Consider the following:

“…will God incense his ire/For such a petty Trespass, and not praise/ Rather your dauntless virtue…?”

-Satan speaks to Eve in Book IX of Paradise Lost

“The only way to get rid of a temptation is to yield to it. Resist it, and your soul grows sick with longing for the things it has forbidden to itself, with desire for what its monstrous laws have made monstrous and unlawful.”

-Lord Henry to Dorian Gray in Wilde’s novel

Anyone who examines the Satanic temptation in Paradise Lost will invariably conclude that every sin is the lesser of two evils. A man does not truly understand what temptation is unless he understands that lust always presents itself as the lesser of two evils, and theft always presents itself as the lesser of two evils, as do pride and gluttony and all the rest. The devil says, “Better to steal than for your children to starve,” or, “Better to give in to lust than lose the whole afternoon in distraction.” The devil says, “Better to lie to your students than admit your failings. If you admit your failings, your students will lose respect for you, for school, for the whole academic project,” and so a teacher surrenders a bit of his soul in exchange for the attention and admiration of his pupils— the lesser of two evils, plain and simple.

The world is a fallen place, full of unenviable decisions. Better to brave a bad decision than to refrain from choosing at all

Sin always presents itself as a way out, an escape. Sin is a godsend. When discerned rightly, the lesser of two evils is no evil at all, but virtuous. A little sin is no sin at all when it is committed to keep from committing a greater sin. Why, it takes prudence and wisdom to discern which sin is smaller, which evil is lesser, does it not? And how could something arrived at by prudence and wisdom be wrong?
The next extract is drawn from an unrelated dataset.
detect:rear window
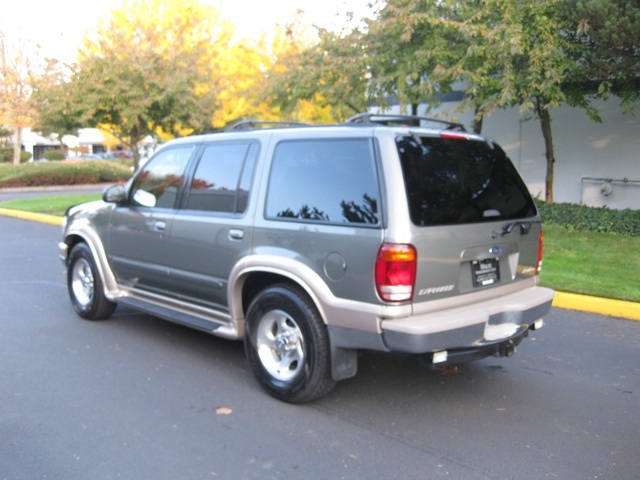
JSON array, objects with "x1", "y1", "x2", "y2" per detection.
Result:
[{"x1": 397, "y1": 135, "x2": 536, "y2": 226}]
We sin to avoid hassling others, to avoid hurting the feelings of others, to avoid pestering wives, to avoid insulting husbands. The world is a fallen place, full of unenviable decisions. Better to brave a bad decision than to refrain from choosing at all, no?

Sin often comes to us in a similar fashion as wisdom. Sin imitates wisdom. Wisdom often demands some kind of suffering, as well. There is, in some sense, an “evil” which attends wisdom: the “evil” of physical suffering, or self-abnegation, or humiliation. Both the wise choice and the sinful choice involve something unpleasant. The difference between the two has to do with the timing of the suffering. Vice grants pleasure now, virtue grants pleasure later. The man who chooses evil (albeit the smaller of two evils) is typically choosing to suffer later, whereas the man who yields to the exacting standards of wisdom chooses to suffer now. The wise man lives by a promise, not by the flesh. Evil rarely makes promises for the future, for the devil prefers a man not consider “where all this is going.”

The devil knows we’re not stupid. He always asks us to commit the lesser of two evils. And neither is the devil stupid… It is not as though the devil is going to ask us to choose the greater of two evils. Who would take him up on that?